Search giant Google is now the largest source of global Internet traffic, taking up six percent of it, according to an article by Information Week. Over 256 exabytes of Internet traffic data were studied over two years in order to produce the report, which was created by Arbor Networks.
The report points out that whilst five years ago, Internet traffic was spread out between thousands of sites, today 60 percent of all Internet traffic is made up of just 100 networks. The report produced by Arbor Networks, but with contributions from the University of Michigan and Merit Networks, shows that peer-to-peer traffic has dropped by 22 percent to a smaller 18 percent, partly due to the rise in popularity of video streaming sites such as Youtube.

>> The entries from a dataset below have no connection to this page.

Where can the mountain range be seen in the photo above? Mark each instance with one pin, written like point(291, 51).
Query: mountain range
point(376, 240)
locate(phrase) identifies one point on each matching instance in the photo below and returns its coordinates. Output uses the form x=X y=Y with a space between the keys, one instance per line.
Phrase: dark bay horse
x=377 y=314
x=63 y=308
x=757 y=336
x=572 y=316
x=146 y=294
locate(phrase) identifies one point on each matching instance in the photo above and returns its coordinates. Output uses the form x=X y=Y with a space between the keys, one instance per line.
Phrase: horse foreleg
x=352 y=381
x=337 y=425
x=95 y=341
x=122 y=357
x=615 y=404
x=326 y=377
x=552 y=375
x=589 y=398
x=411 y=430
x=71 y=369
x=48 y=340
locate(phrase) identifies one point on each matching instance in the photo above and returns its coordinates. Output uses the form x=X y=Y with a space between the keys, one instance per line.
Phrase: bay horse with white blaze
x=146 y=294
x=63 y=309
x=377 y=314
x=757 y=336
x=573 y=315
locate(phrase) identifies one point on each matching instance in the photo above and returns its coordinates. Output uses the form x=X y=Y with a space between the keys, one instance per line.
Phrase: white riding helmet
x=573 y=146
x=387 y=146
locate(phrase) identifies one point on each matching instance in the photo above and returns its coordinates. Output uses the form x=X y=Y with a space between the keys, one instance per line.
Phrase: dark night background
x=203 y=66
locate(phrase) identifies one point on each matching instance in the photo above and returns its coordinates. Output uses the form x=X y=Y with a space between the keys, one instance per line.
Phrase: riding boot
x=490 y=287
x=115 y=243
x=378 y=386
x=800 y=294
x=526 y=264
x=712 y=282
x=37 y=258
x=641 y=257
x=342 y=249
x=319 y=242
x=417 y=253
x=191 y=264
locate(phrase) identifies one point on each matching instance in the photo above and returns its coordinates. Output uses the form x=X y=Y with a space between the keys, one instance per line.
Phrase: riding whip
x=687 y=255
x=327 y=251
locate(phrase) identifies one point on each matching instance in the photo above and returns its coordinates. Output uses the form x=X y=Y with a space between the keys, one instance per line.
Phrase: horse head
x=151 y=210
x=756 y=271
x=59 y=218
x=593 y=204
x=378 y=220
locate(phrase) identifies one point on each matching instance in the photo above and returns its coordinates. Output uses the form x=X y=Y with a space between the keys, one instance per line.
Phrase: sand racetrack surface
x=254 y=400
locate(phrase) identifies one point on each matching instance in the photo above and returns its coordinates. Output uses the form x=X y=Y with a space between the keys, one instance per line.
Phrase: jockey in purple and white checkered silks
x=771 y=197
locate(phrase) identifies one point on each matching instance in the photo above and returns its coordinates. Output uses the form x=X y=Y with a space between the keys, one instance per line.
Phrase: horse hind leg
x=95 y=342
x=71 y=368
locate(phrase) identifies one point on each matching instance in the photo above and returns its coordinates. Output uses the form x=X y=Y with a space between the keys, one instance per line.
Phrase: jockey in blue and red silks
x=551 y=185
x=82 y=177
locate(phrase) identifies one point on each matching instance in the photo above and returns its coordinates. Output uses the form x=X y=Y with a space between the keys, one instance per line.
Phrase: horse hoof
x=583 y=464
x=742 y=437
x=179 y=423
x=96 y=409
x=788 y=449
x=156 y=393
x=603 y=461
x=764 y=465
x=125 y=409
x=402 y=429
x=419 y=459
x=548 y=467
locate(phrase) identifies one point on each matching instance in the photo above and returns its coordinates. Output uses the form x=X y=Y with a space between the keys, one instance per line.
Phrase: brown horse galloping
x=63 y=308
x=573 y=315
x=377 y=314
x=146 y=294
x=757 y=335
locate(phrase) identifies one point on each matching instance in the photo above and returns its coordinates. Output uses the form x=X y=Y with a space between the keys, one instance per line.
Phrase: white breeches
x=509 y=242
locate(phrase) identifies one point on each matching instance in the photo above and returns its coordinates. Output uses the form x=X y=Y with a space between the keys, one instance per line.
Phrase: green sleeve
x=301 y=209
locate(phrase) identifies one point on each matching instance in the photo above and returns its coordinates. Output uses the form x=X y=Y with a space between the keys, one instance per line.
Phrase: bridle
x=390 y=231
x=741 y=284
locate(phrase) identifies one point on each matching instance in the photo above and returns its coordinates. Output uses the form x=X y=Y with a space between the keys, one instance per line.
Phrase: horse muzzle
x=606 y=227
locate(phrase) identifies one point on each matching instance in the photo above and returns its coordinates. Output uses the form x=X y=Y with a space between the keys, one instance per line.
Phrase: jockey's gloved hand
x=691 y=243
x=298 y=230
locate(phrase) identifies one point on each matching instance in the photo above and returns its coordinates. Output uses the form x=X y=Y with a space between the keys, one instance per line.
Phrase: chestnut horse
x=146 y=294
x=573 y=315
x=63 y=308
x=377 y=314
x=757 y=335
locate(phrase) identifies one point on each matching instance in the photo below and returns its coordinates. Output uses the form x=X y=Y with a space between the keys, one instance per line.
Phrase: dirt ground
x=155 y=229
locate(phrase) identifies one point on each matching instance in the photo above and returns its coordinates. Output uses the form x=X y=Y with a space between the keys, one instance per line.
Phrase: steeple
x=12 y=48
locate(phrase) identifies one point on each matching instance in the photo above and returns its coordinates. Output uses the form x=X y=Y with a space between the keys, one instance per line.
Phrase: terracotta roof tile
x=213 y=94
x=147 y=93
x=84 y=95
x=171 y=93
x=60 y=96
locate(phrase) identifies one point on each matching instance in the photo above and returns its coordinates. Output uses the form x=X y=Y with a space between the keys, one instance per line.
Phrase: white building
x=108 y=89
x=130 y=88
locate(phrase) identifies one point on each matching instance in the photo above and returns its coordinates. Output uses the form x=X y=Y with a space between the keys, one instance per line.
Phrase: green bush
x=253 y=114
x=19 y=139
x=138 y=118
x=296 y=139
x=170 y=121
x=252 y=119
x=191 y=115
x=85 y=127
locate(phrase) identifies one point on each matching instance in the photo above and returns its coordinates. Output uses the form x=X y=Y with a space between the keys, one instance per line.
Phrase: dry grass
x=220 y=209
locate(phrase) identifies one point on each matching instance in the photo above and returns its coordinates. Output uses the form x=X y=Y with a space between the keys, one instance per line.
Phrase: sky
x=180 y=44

HTTP traffic, on the other hand, has seen an almost ten percent boost since 2007, at 52 percent, twenty percent of which is estimated to be video traffic, according to an article by Appfrica.
The report predicts that the cost of data transit will continue to decrease, going from $120/Mbps in 2003 to a predicted $1.20/Mbps in 2014.
Craig Labovitz from Arbor Networks said, "Ten to fifteen years ago it was all about contacting websites, and one of the biggest findings in this report was that there has been a consolidation of websites. Over the past two years larger organisations have been buying up the smaller websites and by July 2009, 30 per cent of the internet was owned by a few large sites."
"This is down to two reasons, the bigger domains on the internet and smaller domains moving into the cloud. This has implications for the user as we are seeing more and more content online while it is getting faster and with better quality."